DPH also has a data discrepancy with the Department of Corrections, Hokanson said. Corrections reported a total of two infections at the Hancock prison on its website. But the prison’s warden told Hokanson’s office there were seven.

“So it’s one of those things where we don’t know where the error is, because we spoke with the warden,” he said.

There are discrepancies in general community results, too. A profusion of organizations have stepped up to help offer testing, and if they are small or temporary, they don’t always get the laboratories that they partner with to report positive results to DPH after reporting them to the patients, he said.

“That should be the case. But that’s not always the case,” he said.

DPH is glad to have more testing available, he said, but sometimes the agency doesn’t even know a church or community organization has offered testing until after it’s over and they see it on the news.
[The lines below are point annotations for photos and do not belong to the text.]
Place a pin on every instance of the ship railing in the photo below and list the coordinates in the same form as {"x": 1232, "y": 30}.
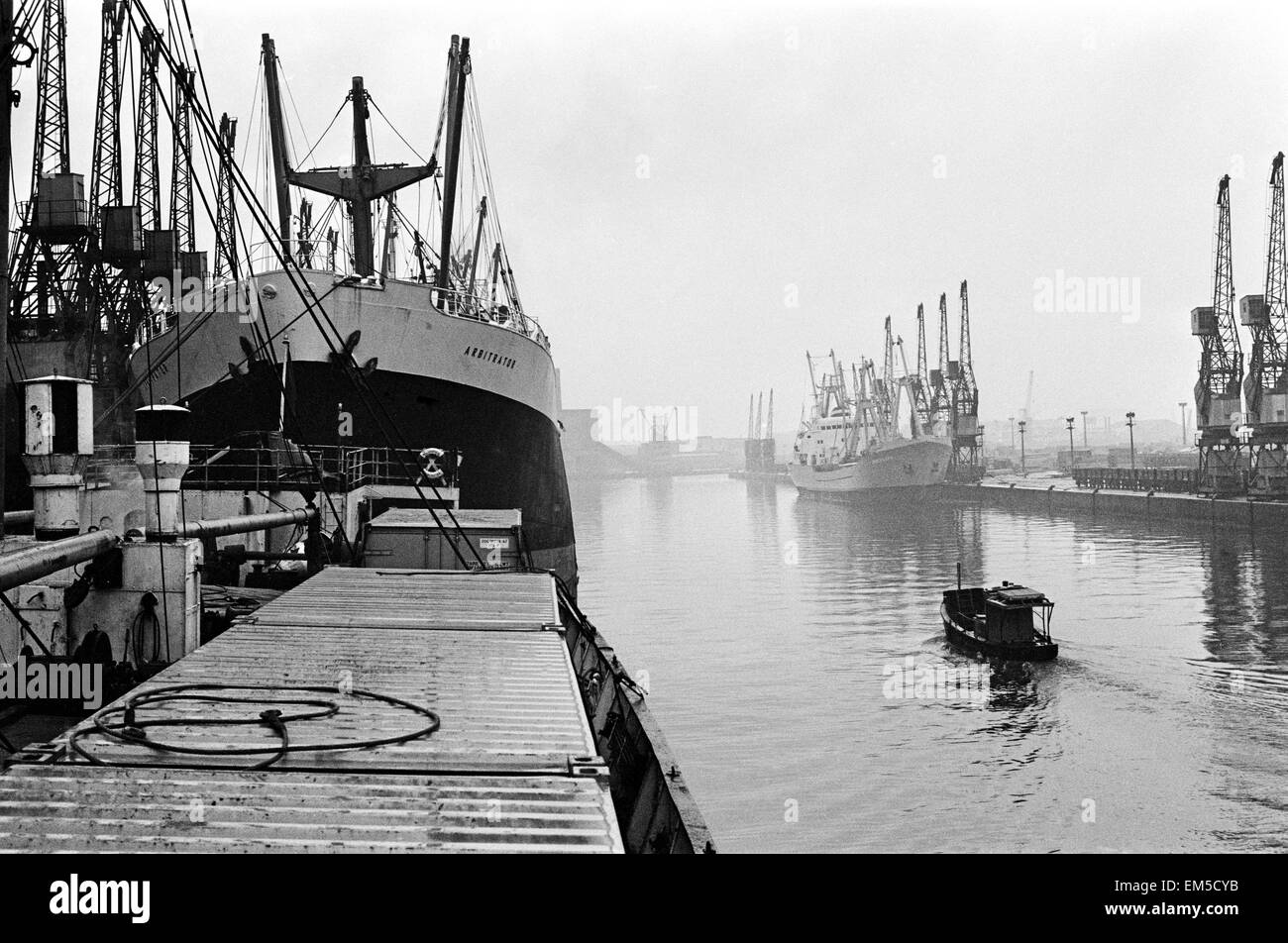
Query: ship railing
{"x": 283, "y": 468}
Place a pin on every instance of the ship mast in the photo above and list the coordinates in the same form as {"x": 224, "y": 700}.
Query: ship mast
{"x": 360, "y": 185}
{"x": 277, "y": 141}
{"x": 459, "y": 67}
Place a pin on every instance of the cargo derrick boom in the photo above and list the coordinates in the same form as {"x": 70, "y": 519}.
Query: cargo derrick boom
{"x": 1216, "y": 394}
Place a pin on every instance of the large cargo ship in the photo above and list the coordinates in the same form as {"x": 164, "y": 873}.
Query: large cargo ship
{"x": 356, "y": 326}
{"x": 851, "y": 444}
{"x": 451, "y": 359}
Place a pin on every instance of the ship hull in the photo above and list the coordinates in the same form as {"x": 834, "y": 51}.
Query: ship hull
{"x": 433, "y": 380}
{"x": 910, "y": 464}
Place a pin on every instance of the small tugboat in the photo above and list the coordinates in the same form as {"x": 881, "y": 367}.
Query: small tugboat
{"x": 1000, "y": 621}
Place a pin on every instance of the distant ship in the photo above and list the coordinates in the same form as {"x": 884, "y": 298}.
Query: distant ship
{"x": 851, "y": 442}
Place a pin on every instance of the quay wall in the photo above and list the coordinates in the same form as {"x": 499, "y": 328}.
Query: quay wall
{"x": 1157, "y": 506}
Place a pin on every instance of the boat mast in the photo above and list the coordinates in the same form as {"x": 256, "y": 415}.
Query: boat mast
{"x": 459, "y": 67}
{"x": 277, "y": 141}
{"x": 360, "y": 185}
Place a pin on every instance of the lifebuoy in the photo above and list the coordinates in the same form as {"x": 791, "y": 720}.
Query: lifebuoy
{"x": 429, "y": 464}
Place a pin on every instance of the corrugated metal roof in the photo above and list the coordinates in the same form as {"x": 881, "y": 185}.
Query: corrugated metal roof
{"x": 513, "y": 766}
{"x": 468, "y": 519}
{"x": 416, "y": 599}
{"x": 506, "y": 699}
{"x": 78, "y": 808}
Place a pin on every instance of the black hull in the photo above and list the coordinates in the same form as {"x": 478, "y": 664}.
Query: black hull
{"x": 969, "y": 642}
{"x": 511, "y": 454}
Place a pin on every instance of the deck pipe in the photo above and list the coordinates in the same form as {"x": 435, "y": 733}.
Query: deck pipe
{"x": 43, "y": 560}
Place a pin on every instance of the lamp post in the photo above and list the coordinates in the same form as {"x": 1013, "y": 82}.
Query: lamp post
{"x": 1131, "y": 432}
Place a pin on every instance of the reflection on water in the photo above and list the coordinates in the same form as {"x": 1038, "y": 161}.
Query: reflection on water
{"x": 769, "y": 625}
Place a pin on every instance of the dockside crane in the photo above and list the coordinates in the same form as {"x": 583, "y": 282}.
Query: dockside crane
{"x": 47, "y": 269}
{"x": 888, "y": 386}
{"x": 1216, "y": 394}
{"x": 940, "y": 385}
{"x": 1265, "y": 388}
{"x": 967, "y": 436}
{"x": 921, "y": 384}
{"x": 106, "y": 175}
{"x": 147, "y": 162}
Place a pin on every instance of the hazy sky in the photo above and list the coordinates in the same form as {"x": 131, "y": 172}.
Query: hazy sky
{"x": 673, "y": 176}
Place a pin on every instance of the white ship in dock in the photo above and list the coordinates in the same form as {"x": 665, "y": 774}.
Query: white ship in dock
{"x": 853, "y": 442}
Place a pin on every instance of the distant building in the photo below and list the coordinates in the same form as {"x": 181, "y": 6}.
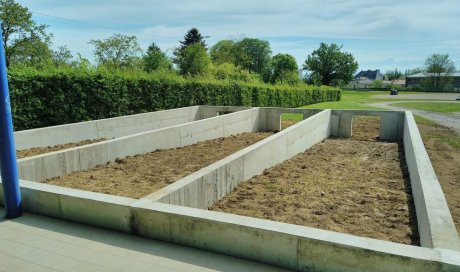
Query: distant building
{"x": 370, "y": 75}
{"x": 417, "y": 80}
{"x": 365, "y": 78}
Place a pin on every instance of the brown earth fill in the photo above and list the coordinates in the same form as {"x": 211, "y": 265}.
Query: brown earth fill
{"x": 43, "y": 150}
{"x": 360, "y": 187}
{"x": 140, "y": 175}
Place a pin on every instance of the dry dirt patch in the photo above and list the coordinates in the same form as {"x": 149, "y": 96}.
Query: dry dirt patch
{"x": 43, "y": 150}
{"x": 140, "y": 175}
{"x": 345, "y": 185}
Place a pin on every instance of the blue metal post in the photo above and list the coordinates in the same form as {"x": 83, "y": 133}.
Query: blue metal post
{"x": 8, "y": 164}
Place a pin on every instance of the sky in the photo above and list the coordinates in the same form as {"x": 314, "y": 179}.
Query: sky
{"x": 380, "y": 34}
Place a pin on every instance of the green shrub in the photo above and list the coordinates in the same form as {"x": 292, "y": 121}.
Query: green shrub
{"x": 48, "y": 98}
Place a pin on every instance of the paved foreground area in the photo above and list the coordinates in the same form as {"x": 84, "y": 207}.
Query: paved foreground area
{"x": 38, "y": 243}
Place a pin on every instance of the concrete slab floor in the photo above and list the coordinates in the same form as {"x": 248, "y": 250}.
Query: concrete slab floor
{"x": 39, "y": 243}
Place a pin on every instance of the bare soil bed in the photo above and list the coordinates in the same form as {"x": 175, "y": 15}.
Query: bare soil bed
{"x": 360, "y": 187}
{"x": 140, "y": 175}
{"x": 443, "y": 147}
{"x": 43, "y": 150}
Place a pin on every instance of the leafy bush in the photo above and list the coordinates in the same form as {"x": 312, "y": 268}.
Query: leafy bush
{"x": 49, "y": 98}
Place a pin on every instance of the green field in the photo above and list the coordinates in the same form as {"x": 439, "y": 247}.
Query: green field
{"x": 355, "y": 100}
{"x": 358, "y": 100}
{"x": 436, "y": 107}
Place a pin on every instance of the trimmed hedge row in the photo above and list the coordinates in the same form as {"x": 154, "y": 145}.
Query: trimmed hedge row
{"x": 47, "y": 99}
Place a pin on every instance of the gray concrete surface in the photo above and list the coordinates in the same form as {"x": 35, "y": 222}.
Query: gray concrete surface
{"x": 285, "y": 245}
{"x": 289, "y": 246}
{"x": 104, "y": 128}
{"x": 207, "y": 186}
{"x": 391, "y": 123}
{"x": 451, "y": 120}
{"x": 435, "y": 224}
{"x": 45, "y": 166}
{"x": 34, "y": 243}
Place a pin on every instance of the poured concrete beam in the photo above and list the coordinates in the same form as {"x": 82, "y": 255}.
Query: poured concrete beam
{"x": 207, "y": 186}
{"x": 435, "y": 223}
{"x": 58, "y": 163}
{"x": 284, "y": 245}
{"x": 104, "y": 128}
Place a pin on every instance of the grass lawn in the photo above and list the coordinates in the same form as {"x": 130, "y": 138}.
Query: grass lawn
{"x": 437, "y": 107}
{"x": 357, "y": 100}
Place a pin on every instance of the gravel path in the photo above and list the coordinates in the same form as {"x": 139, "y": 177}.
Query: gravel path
{"x": 425, "y": 96}
{"x": 451, "y": 120}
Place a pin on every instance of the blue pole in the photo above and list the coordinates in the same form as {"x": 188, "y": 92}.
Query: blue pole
{"x": 8, "y": 164}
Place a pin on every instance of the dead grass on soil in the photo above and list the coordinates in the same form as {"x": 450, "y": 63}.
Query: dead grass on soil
{"x": 140, "y": 175}
{"x": 43, "y": 150}
{"x": 345, "y": 185}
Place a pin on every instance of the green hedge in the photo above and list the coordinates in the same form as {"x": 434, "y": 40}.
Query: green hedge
{"x": 41, "y": 99}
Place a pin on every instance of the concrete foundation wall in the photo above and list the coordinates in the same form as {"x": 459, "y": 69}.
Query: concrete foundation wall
{"x": 210, "y": 184}
{"x": 104, "y": 128}
{"x": 289, "y": 246}
{"x": 41, "y": 167}
{"x": 435, "y": 223}
{"x": 391, "y": 123}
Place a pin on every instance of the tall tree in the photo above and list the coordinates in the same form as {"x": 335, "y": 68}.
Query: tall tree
{"x": 117, "y": 51}
{"x": 392, "y": 75}
{"x": 222, "y": 52}
{"x": 62, "y": 56}
{"x": 253, "y": 54}
{"x": 195, "y": 61}
{"x": 24, "y": 41}
{"x": 285, "y": 69}
{"x": 155, "y": 59}
{"x": 330, "y": 65}
{"x": 438, "y": 69}
{"x": 193, "y": 36}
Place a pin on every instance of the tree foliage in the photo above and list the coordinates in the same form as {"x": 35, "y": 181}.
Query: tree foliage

A spokeswoman for the nonprofit organization that runs Sparta Health, Ethica, confirmed the 14 dead and said in an email to the AJC that it was following CDC guidance for infection control. Providence Health and Rehabilitation did not return a call from the AJC.

Ingram said when he visited his aunt at Sparta Health, it looked well kept. The staff always looked busy, he said.

The facility is currently seeking to hire 11 workers, including someone to coordinate the care of residents, an assistant director of nursing, a nurse supervisor, a charge nurse, a social services coordinator, and someone to coordinate admissions.